Two workers fell ill on Tuesday on a construction site near Vicenza in Veneto. One is reportedly in a coma.
The CGIL Bologna and Fillea CGIL unions said in a statement: 'While we wait to learn the actual cause of death, it is essential, during this terrible period, to promote a culture of safety.
'The climate emergency has clearly worsened the conditions for those who work outside every day and companies must give absolute priority to the protection of workers.'
The French national rail operator SNCF said train travel between France and Italy had been suspended for 'at least several days' after violent storms on Monday, AFP reported.
Cogne, a town in Italy's Aosta Valley that suffered severe flooding in June last year, has been cut off by a landslide.
The Spanish state meteorological agency, Aemet, said in a social media update that 'June 2025 smashed records' when it came to high temperature, with an average temperature of 23.6C, 0.8C above the previous hottest June in 2017.
The monthly average was also 3.5C higher than the average over the period from 1991 to 2020, it said.
The agency's comments come just days after Spain's highest ever June temperature of 46C was recorded in the Huelva province of Andalucía.
In Portugal, temperatures hit 46.6C in Mora, a town in the Évora district, in recent days, making it the highest June temperature ever recorded in the country, according to the Portuguese Institute for the Sea and Atmosphere.
In France, the prime minister, François Bayrou, tried to calm anger at the heatwave crisis in French schools.
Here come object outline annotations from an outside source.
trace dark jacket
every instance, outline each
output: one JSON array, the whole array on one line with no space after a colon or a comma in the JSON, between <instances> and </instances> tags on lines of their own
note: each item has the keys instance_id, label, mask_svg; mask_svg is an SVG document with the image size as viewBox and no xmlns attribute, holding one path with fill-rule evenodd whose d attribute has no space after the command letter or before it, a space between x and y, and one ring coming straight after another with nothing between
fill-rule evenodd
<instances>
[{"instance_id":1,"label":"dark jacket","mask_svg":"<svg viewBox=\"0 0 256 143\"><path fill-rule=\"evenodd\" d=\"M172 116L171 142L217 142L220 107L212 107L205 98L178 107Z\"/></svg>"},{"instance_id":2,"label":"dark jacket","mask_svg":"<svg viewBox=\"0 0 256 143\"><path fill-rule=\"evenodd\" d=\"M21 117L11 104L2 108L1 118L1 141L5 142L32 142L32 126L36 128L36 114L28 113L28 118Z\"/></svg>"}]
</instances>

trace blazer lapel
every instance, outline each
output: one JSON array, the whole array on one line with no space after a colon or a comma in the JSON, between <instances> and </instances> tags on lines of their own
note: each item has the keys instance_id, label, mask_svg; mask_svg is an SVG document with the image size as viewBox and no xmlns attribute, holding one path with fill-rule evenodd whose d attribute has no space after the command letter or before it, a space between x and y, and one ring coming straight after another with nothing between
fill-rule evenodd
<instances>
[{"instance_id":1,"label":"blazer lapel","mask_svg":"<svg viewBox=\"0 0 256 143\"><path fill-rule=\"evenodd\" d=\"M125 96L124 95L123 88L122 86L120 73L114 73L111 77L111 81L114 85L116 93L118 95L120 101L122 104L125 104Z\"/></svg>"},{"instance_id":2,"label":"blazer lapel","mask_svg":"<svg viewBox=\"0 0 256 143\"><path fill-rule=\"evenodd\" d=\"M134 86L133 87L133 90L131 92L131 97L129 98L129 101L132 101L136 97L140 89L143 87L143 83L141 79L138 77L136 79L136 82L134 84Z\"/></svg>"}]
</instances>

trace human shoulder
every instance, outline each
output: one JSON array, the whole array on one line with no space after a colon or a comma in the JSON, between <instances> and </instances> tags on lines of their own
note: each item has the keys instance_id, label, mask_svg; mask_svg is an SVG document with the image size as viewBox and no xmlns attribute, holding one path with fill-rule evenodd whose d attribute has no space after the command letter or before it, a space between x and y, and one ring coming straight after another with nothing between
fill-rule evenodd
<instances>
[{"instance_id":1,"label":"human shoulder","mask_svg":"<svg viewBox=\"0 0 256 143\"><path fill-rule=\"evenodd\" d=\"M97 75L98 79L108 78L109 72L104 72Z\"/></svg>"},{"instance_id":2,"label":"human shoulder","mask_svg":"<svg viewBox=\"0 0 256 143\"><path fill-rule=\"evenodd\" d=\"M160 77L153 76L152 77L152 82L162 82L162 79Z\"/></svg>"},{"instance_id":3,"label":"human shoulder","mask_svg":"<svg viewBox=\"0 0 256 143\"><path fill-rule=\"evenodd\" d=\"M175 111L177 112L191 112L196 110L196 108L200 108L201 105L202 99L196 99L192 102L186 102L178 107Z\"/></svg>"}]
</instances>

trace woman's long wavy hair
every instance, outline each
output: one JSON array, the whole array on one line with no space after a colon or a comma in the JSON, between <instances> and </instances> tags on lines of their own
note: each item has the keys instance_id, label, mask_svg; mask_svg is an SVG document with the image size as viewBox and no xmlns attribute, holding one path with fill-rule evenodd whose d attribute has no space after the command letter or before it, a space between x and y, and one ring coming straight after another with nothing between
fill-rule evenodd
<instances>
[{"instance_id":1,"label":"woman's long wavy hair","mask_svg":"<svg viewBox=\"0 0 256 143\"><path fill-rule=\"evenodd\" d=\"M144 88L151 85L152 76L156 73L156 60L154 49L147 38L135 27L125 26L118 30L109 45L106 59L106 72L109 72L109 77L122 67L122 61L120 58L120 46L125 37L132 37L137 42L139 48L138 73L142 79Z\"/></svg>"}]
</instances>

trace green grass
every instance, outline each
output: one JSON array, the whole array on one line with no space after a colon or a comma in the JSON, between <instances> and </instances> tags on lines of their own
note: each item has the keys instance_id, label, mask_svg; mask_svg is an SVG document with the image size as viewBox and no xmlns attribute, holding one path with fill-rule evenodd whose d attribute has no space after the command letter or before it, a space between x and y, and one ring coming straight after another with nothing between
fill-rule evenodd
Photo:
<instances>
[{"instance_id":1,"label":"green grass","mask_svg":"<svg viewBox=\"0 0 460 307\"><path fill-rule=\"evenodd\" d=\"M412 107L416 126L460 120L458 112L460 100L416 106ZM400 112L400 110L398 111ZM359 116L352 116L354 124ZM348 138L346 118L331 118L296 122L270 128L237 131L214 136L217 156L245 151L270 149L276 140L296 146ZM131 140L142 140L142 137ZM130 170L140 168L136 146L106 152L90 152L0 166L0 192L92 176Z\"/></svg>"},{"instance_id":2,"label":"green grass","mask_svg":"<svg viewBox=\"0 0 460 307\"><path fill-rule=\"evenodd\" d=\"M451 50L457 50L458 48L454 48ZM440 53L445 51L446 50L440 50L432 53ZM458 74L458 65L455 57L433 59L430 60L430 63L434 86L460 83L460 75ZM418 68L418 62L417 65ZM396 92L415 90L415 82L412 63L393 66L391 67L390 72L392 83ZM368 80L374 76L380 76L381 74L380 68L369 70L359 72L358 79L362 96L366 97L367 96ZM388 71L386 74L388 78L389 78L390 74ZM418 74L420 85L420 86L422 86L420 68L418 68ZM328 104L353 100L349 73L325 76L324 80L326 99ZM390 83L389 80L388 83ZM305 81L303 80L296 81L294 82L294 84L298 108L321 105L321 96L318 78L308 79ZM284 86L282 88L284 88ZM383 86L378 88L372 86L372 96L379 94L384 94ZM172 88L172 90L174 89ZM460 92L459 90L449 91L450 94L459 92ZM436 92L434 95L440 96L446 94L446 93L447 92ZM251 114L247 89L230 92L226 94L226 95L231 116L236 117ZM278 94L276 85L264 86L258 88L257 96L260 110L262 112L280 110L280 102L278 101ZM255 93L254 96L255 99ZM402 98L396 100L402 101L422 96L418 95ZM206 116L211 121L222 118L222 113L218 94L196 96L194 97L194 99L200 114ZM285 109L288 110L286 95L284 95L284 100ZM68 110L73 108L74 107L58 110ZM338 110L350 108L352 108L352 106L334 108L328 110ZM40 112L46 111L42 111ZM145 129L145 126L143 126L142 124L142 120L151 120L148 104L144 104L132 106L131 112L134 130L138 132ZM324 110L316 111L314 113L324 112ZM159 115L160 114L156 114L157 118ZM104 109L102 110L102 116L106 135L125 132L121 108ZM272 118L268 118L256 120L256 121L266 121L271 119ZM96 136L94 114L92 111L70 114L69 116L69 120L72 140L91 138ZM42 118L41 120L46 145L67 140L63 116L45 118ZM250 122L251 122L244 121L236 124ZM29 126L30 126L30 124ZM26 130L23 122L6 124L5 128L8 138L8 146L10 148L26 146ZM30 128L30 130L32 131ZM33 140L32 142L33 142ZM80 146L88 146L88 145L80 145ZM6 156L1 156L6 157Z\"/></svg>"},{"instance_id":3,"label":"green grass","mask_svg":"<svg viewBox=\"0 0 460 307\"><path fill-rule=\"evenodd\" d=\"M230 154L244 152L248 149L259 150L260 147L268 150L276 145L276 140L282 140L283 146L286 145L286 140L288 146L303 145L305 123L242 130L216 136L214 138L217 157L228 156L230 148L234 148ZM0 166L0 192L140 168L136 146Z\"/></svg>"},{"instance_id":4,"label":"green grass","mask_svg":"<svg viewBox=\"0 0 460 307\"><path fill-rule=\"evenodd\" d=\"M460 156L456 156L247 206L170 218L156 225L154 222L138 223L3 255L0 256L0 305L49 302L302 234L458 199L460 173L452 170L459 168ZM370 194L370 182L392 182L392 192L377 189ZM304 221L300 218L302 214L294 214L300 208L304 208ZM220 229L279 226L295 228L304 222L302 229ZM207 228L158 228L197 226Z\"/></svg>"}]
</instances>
More than 1,896 schools across the country were fully or partially closed on Tuesday.
In Paris, which was on maximum heatwave alert, parents were advised to keep their children at home on Tuesday and Wednesday. Some other towns, including Troyes and Melun, closed all their schools.
Bayrou said the education ministry would open talks with mayors on how to adapt school buildings, most of which are extremely poorly insulated.
As temperatures rose on Tuesday, some Paris teachers had nothing more than a water spray on their desk to repeatedly spritz children in classrooms in the hope of keeping cool.
Bayrou, who is facing a vote of no confidence on Tuesday, which he is expected to survive, has cancelled his meetings to monitor the situation in real time.
The hot weather front known in Germany as Bettina is expected to have nearly the entire country in its grip by Wednesday, with temperatures shooting toward the 40C mark and only the coasts and Alpine peaks spared the scorching temperatures.
Industry groups warned that schools, elderly care homes and hospitals were ill-prepared for the heatwave – an urgent issue they said must be addressed as the frequency of life-threatening weather increases.
Other cities across Europe are also experiencing higher than usual temperatures, including Zaragoza (39C), Rome (37C), Madrid (37C), Athens (37C), Brussels (36C), Frankfurt (36C), Tirana (35C) and London (33C).
Turkey's forestry minister, İbrahim Yumaklı, said firefighters had been called out to 263 wildfires across the country in recent days. Firefighters have also been tackling wildfires in parts of France and Italy, especially on the islands of Sardinia and Sicily.